Yesterday was a particularly bad Friday the 13th at Spot Runner, the Los Angeles startup that is trying to Web advertising techniques to TV. The company told employees it would need to go through its third major round of layoffs in less than a year. At least 60 people were told the would be let go, the company confirms. We’ve added the 60 to our Layoff Tracker.
This is on top of the 115 employees who lost their jobs last November and the 50 more last August. Throw in natural attrition, and the company, which at one point numbered more than 500 employees, could soon be down to less than 120 people.

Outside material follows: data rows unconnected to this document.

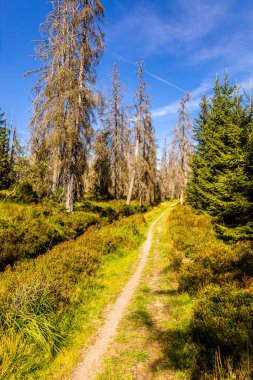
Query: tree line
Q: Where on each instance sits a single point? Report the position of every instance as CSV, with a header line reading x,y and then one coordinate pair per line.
x,y
210,161
67,156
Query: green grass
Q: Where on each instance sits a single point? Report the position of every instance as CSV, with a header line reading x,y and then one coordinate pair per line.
x,y
29,230
154,339
51,305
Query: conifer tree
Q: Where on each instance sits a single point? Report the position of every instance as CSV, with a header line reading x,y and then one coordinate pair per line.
x,y
220,184
65,99
182,146
115,124
143,163
4,153
101,168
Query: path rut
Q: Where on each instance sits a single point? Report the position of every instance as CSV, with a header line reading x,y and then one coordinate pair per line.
x,y
91,363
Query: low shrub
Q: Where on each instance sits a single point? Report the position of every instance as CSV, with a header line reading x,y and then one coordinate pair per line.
x,y
38,297
214,264
223,322
28,231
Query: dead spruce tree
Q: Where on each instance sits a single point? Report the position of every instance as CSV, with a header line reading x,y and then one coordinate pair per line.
x,y
65,99
114,120
143,160
181,149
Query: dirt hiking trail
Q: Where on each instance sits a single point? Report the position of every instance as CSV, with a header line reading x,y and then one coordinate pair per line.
x,y
91,363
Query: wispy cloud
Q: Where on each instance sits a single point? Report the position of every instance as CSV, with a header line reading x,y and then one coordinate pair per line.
x,y
151,30
196,95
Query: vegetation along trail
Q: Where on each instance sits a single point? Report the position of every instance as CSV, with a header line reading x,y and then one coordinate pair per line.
x,y
92,360
152,340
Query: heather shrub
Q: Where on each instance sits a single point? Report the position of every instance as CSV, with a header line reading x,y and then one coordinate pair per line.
x,y
223,321
38,297
28,231
214,264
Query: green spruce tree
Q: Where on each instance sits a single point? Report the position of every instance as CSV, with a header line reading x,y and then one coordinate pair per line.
x,y
4,153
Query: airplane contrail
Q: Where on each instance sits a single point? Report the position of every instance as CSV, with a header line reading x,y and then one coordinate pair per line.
x,y
165,81
148,72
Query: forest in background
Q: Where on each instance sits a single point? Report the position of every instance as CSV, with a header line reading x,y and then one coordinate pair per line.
x,y
75,177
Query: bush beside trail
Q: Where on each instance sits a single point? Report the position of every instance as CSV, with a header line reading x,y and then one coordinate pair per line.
x,y
39,297
27,231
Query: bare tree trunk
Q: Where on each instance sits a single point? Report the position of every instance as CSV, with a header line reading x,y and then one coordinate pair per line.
x,y
56,176
129,197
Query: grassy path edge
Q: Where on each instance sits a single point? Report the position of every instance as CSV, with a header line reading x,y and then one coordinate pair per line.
x,y
91,363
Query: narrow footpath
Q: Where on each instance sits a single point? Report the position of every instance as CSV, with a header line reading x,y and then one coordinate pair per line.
x,y
153,340
91,365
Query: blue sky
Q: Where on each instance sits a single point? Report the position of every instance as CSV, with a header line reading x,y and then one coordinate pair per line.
x,y
183,43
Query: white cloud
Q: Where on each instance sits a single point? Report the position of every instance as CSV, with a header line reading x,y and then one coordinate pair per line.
x,y
146,28
193,105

The layoffs supposedly triggered the WARN Act, which requires companies to give employees 60 days notice for any mass layoff—defined as 33 percent or more of the active workforce. That would suggest Spot Runner currently employs less than 180 people, and after the layoffs take effect will employ less than the 120 mentioned above. Spokesperson Rosabel Tao disputes that math, saying, “As a private company, we do not disclose employee figures but it is out of hundreds.” She also notes that the California WARN Act is more stringent than the federal one and requires notice if 50 or more employees are effected, regardless of the percentage.
Tips started coming in to us yesterday. One mentioned that Spot Runner employees were updating their Facebook statuses with references to “suite 2160,” the conference room where the last round of layoffs took place. Tao confirms that most of the layoffs will be coming from the local search and local outbound sales groups, which is the business Spot Runner got into when it acquired Weblistic a year ago. She writes in an email:
The economic environment continues to worsen, with a rebound not expected until at least late next year. Companies are pulling back their marketing spend across all types of media. Local merchants simply aren’t advertising to the degree they were before and are pulling back their budgets. Like everyone else, Spot Runner has been impacted by these changes and we are hunkering down to get through this recession. Our core focus has not changed. We are a tech platform business for video, TV and online. This is about continuing to tighten our focus and investing our capital resources in the areas where there is the most opportunity.
As I said earlier, about 60 people were given notice that their jobs would be going away in a couple of months. . . . While there will be cuts throughout the company, they are primarily in two areas – local search and outbound sales for the local platform business. It is not the entire Weblistic team, but a good number of them. Just to be clear, we are not getting out of local TV but we are going to focus on our partnerships rather than independent local merchants.
. . . Our top priority continues to be Project Malibu and we will continue to invest heavily in developing this technology. This is an all-digital platform that streamlines and enhances the process of buying and selling all forms of TV and video advertising to benefit media owners and their advertising clients. We believe this is a game changing product and that this will be a significant business for us.
Whether or not the company has a future seems to be tied to the fate of “Project Malibu,” a digital ad-buying platform for TV commercials which one former employee characterizes as its Hail Mary pass.